Thursday, February 25, 2021

LEFFtovers: Pork Rib Hash





The key to hash is counterintuitive: don't futz much with the components. You'd imagine lots of chopping, scraping, combining, tossing, and flipping. But that just results in a granular mash, not a hash. For hash, do very little. In fact, touch it as little as you can. Also: always work from leftovers. This is meta-cooking, not cooking.

Here's what I did:

Roughly chop onion, drop in olive oil/salt/pepper and leave it alone until brown on bottom.

Once brown, flip and lightly mix in leftover latino deli pork rib meat that's been roughly torn off the bone with fingers (hands beat knives for hash). Reduce heat to low medium. Some rice and a couple of black beans were clinging to the ribs, and were happily thrown in.

Remove skins from leftover baked small Murasaki sweet potatoes (from Trader Joe's), smash flat with a palm in a plate, then transfer with spatula to smother onion/rib mixture.

I know it sounds really layery (and looks like that at first), but have faith.

Cook for a couple minutes, then flip 1/4 of the pan at a time, mostly to keep the bottom stuff from burning. As you do so, ingredients will unavoidably combine.

Once flipped, cook another minute or two (cusp burning is not only ok but optimal), transfer to plate (more unavoidable combining), simply piling it on. Don't get arty. Trust the process.

Serve with hot sauce alongside or squirted atop.

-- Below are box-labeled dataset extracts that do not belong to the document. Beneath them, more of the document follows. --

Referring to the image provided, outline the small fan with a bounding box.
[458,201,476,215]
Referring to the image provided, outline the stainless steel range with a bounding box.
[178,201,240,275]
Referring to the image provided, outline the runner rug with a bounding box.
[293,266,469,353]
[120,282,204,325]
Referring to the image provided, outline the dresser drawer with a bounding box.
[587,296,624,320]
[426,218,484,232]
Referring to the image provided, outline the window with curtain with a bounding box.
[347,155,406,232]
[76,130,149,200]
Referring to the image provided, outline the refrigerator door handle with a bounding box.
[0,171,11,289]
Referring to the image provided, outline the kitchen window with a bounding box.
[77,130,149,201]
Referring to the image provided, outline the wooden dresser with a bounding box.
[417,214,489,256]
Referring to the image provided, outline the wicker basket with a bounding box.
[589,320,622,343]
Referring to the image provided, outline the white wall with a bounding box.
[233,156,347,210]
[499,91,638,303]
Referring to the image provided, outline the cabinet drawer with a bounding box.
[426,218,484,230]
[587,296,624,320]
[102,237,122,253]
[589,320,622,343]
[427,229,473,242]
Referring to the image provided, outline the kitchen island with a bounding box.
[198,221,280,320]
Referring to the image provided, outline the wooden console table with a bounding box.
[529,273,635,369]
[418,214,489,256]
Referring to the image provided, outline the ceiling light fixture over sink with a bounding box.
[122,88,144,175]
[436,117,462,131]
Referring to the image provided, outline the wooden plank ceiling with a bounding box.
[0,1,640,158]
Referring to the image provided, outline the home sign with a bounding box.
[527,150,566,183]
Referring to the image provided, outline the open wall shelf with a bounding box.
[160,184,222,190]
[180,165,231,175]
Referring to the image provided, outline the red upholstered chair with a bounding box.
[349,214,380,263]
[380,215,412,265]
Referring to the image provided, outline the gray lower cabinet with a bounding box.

Note: no stirring happened at all. Just one flip of onions and one flip of all ingredients and that's it. So how did it hash up? If it seems like magic, just consider what would have happened if you were trying NOT TO.

Yup! Hash!

Another note: maybe 1 TBS oil, period. The meat's greasy enough. Sure, if I added a half stick of butter it'd have had that cheap straight-to-the-amygdala brain zonk quality (the gourmand's roofie), but I don't pull cheap tricks, I work for my deliciousness. Plus I try to eat healthy at home.

Room for improvement: in close-up photo, you can see that the meat hasn't browned into frizzy crunch. My timing still needs work. Maybe I should have added meat when I first started the onions (or even earlier, cooked low and slow for a while on dry nonstick). And maybe roughed up the meat a bit more with my fingers. More fat would get me there more easily, but, like I said, I work for my deliciousness.